New Mexico: On January 10, 2005, John Lumsden, 42, a visitor to the Metropolitan Detention Center in Albuquerque was arrested when he went to the head of the visitor search line and gave startled guards a loaded semi automatic pistol, ammunition, mace and a half empty bottle of liquor. Jail officials said they believe Lumsden was drunk at the time and also has mental health issues.
Pennsylvania: On January 12, 2006, Major Joseph Glynn Jr., 50, the deputy warden of the Alternative and Special Detention program of the Philadelphia prison system was suspended when it was discovered he had embezzled more than $13,000.00 from the faciltiys Inmate Welfare Fund. Glynn would write checks to himself, forge the wardens signature and cash them. The 23 year jail veteran earned $57,000 a year.
Russia: On December 11, 2005, at least three prisoners were killed and at least ten others injured when the roof of a pre trial detention center in Moscow collapsed under the weight of heavy snow.
South Carolina: On January 8, 2006, Albert Bellamy, 42, a guard at the J. Reuben Long Detention Center was arrested and charged with smuggling cigarettes and marijuana to jail prisoners in exchange for bribes.
Texas: In February, 2005, the State Bar of Texas suspended criminal defense attorney Ron Mock, 58, for 35 months because Mock took $4,600 from a client to handle her sexual harassment case and did not tell her he had no experience in such cases. The case was quickly dismissed when Mock failed to respond to a preliminary motion.

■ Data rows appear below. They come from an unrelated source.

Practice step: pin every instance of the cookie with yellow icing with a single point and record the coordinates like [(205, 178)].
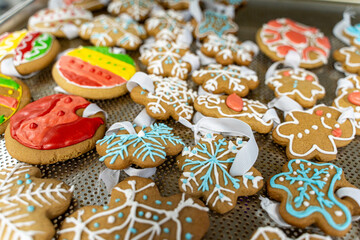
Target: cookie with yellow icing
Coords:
[(94, 72)]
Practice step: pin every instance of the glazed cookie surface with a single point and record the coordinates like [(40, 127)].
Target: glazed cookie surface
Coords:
[(314, 133), (137, 211), (28, 203), (277, 37), (94, 72), (52, 129), (205, 173), (171, 98), (29, 51), (233, 106), (14, 95), (146, 147), (306, 191), (300, 85)]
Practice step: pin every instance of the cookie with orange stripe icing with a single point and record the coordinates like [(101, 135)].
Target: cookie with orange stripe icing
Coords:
[(94, 72), (14, 95)]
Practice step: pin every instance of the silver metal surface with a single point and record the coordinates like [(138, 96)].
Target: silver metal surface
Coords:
[(241, 222)]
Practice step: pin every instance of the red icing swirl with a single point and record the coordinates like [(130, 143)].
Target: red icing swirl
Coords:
[(39, 126)]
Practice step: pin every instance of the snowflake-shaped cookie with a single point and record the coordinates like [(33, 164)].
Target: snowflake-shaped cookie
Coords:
[(314, 133), (171, 98), (307, 194), (214, 23), (121, 31), (218, 79), (246, 110), (167, 59), (349, 57), (28, 203), (300, 85), (137, 9), (137, 211), (277, 37), (350, 97), (227, 49), (206, 173), (148, 147)]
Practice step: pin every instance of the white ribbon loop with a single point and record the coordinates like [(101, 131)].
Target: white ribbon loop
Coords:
[(141, 79), (246, 156)]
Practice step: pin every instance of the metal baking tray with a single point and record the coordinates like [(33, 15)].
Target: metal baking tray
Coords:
[(83, 172)]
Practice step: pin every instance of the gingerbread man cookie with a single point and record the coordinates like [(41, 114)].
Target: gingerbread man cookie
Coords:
[(233, 106), (28, 203), (218, 79), (298, 84), (61, 22), (206, 173), (171, 97), (277, 37), (314, 133), (14, 95), (146, 147), (94, 72), (168, 59), (137, 211), (27, 51), (306, 191), (349, 57), (227, 49), (214, 23), (137, 9), (50, 130), (107, 31)]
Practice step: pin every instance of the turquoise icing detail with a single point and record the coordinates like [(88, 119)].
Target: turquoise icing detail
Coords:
[(150, 144), (312, 180)]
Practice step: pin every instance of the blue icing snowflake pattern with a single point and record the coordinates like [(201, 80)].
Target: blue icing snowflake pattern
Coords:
[(312, 181), (147, 143)]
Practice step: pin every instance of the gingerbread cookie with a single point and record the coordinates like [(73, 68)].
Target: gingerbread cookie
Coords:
[(349, 57), (94, 72), (233, 106), (227, 49), (137, 211), (206, 173), (52, 129), (171, 97), (277, 37), (28, 203), (268, 233), (14, 95), (214, 23), (314, 133), (229, 79), (298, 84), (61, 22), (349, 96), (27, 51), (137, 9), (108, 31), (168, 59), (306, 191), (147, 147)]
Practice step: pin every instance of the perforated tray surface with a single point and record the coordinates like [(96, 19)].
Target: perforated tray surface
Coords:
[(83, 172)]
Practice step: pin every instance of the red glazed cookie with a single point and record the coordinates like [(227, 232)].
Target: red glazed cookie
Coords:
[(137, 211), (277, 37), (314, 133), (52, 129)]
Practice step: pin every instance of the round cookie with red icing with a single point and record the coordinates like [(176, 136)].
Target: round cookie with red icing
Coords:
[(277, 37), (27, 51), (14, 95), (94, 72), (53, 129)]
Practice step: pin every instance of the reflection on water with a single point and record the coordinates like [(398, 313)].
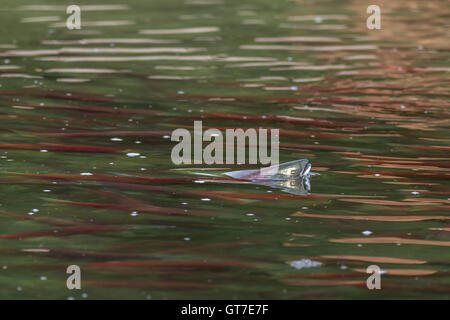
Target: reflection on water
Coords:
[(85, 123)]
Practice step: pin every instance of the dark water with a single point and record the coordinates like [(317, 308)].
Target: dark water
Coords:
[(369, 109)]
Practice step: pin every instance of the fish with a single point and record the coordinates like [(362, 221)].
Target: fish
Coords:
[(291, 177)]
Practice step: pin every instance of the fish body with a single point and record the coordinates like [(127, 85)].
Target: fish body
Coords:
[(291, 177)]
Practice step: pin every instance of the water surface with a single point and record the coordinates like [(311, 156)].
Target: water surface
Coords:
[(86, 176)]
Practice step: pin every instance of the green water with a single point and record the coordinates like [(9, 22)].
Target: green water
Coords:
[(382, 196)]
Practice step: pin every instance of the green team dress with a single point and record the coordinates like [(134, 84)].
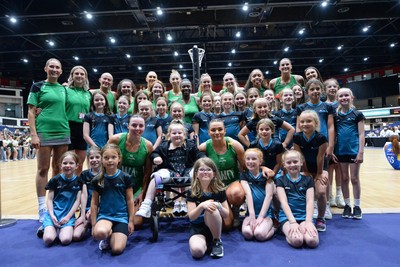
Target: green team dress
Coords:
[(52, 122), (133, 163), (227, 164), (190, 109), (279, 87)]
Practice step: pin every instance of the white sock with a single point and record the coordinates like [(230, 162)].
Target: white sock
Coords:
[(338, 190), (42, 202)]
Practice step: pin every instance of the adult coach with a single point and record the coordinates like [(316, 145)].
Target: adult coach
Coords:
[(49, 130), (287, 79)]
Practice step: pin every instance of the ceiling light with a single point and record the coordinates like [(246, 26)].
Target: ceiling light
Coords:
[(50, 42), (366, 28), (88, 15)]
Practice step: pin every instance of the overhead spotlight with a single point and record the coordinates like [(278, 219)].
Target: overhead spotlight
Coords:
[(50, 42), (13, 20), (159, 11), (245, 6), (88, 15)]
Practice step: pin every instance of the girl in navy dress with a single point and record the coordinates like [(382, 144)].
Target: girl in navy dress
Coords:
[(313, 146), (95, 126), (262, 110), (62, 201), (119, 122), (259, 191), (112, 203), (349, 149), (296, 195), (162, 116), (82, 224), (229, 116), (207, 207)]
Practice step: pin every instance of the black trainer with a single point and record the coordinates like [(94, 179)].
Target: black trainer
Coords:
[(217, 250), (347, 212), (357, 214)]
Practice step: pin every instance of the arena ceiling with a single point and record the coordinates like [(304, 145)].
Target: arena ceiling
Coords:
[(368, 33)]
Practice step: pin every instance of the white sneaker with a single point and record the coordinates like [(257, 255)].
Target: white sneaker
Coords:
[(328, 213), (340, 201), (145, 209), (104, 244), (315, 213), (42, 214), (332, 201)]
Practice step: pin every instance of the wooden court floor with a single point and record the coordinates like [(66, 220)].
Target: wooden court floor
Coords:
[(380, 187)]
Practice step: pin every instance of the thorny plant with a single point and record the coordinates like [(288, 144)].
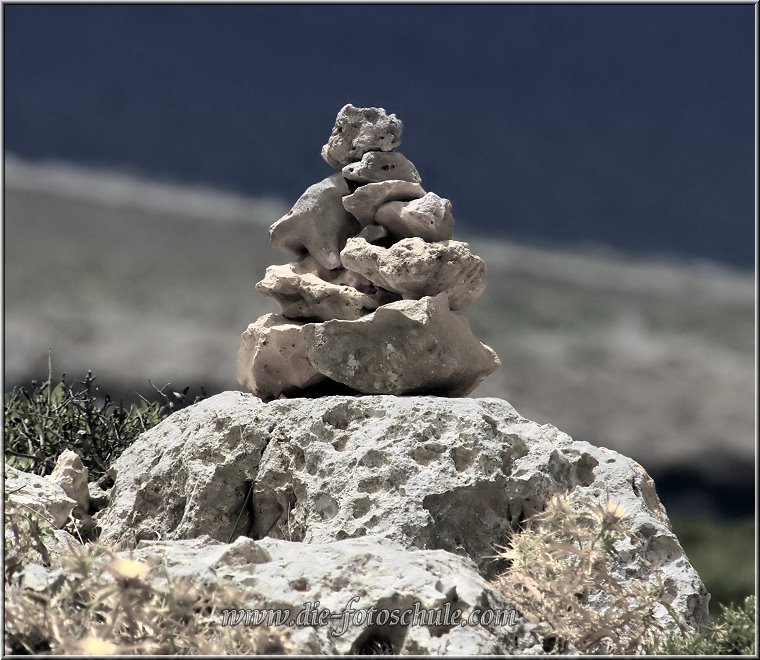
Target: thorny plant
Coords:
[(42, 420), (99, 603), (562, 576)]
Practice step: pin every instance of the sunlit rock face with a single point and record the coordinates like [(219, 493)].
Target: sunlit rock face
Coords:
[(371, 304)]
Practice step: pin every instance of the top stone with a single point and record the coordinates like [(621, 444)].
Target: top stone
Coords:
[(358, 131)]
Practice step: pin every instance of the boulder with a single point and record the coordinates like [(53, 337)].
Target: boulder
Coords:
[(71, 475), (428, 217), (272, 357), (352, 576), (378, 166), (359, 130), (317, 224), (363, 203), (305, 290), (414, 268), (404, 347), (428, 473)]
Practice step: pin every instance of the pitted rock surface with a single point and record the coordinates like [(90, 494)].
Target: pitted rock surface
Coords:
[(459, 475)]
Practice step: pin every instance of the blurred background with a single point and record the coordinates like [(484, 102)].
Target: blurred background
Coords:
[(599, 158)]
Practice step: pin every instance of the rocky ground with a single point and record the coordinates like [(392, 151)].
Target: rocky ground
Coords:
[(139, 281)]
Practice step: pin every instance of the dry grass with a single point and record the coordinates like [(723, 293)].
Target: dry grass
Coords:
[(563, 576)]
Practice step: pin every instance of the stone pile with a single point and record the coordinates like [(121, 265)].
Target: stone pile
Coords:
[(371, 303)]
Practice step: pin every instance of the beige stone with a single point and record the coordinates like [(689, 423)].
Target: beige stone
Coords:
[(272, 358), (317, 223), (378, 166), (304, 290), (405, 347), (428, 217), (359, 130), (415, 268), (363, 203)]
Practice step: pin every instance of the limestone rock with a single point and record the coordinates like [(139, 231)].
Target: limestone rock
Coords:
[(40, 494), (277, 574), (359, 130), (71, 475), (378, 166), (372, 233), (428, 217), (405, 347), (366, 200), (272, 357), (304, 290), (317, 223), (459, 475), (415, 268)]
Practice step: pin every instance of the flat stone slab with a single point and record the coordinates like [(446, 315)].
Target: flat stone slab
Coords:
[(364, 202), (359, 130), (305, 290), (318, 224), (415, 268), (405, 347), (376, 166), (428, 217)]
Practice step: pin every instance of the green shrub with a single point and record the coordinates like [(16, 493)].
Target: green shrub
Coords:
[(733, 633), (43, 420)]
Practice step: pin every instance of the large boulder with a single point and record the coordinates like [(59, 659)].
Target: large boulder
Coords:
[(350, 581), (459, 475)]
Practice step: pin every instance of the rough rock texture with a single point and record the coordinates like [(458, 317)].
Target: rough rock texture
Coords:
[(281, 574), (459, 475), (71, 475), (305, 290), (405, 347), (428, 217), (317, 223), (359, 130), (415, 268), (364, 202), (378, 166), (42, 495), (272, 357)]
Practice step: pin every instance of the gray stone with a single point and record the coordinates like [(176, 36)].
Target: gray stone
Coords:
[(40, 494), (317, 223), (429, 218), (372, 233), (272, 358), (359, 130), (364, 202), (305, 290), (415, 268), (405, 347), (71, 475), (380, 166), (459, 475), (359, 574)]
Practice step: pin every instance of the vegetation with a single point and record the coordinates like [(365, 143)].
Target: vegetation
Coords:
[(43, 420)]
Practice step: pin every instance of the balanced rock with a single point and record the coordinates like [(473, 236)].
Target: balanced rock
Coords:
[(364, 202), (409, 346), (305, 290), (428, 217), (272, 358), (359, 130), (317, 224), (427, 473), (378, 166), (415, 268)]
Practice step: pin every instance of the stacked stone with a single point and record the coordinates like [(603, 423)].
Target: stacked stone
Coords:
[(372, 301)]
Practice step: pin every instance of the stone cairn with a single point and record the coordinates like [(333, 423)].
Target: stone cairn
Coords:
[(371, 302)]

The Bar has reprimanded Mocked twice in the past ten years and placed him on probation three times. Mock is best known as the lawyer with the most clients on Texass death row. Between 1986 and 2001 he represented 19 capital defendants, of whom 16 were given the death penalty and 10 of whom have already been executed. Defense attorney Brian Wice, who represented one of Mocks former clients observed: For so many of the people whom Ron was appointed to represent, their death warrant was signed when the ink was dry on the appointment form. Mock stopped representing death penalty defendants when minimum competency standards were imposed in 2001.
Texas: On March 14, 2006, Curtis Hinson, 27, a guard at the Stiles Unit in Beaumont, was arrested at an inland border checkpoint and discovered to have 21 pounds of marijuana concealed in the tire of his truck. He was off duty but wearing his Texas Department of Criminal Justice uniform when arrested in a vehicle registered to Cheryl Arterburn, the wife of former Texas prisoner Charles Arterburn, who had been released from prison and was found dead in a field near Houston the month before.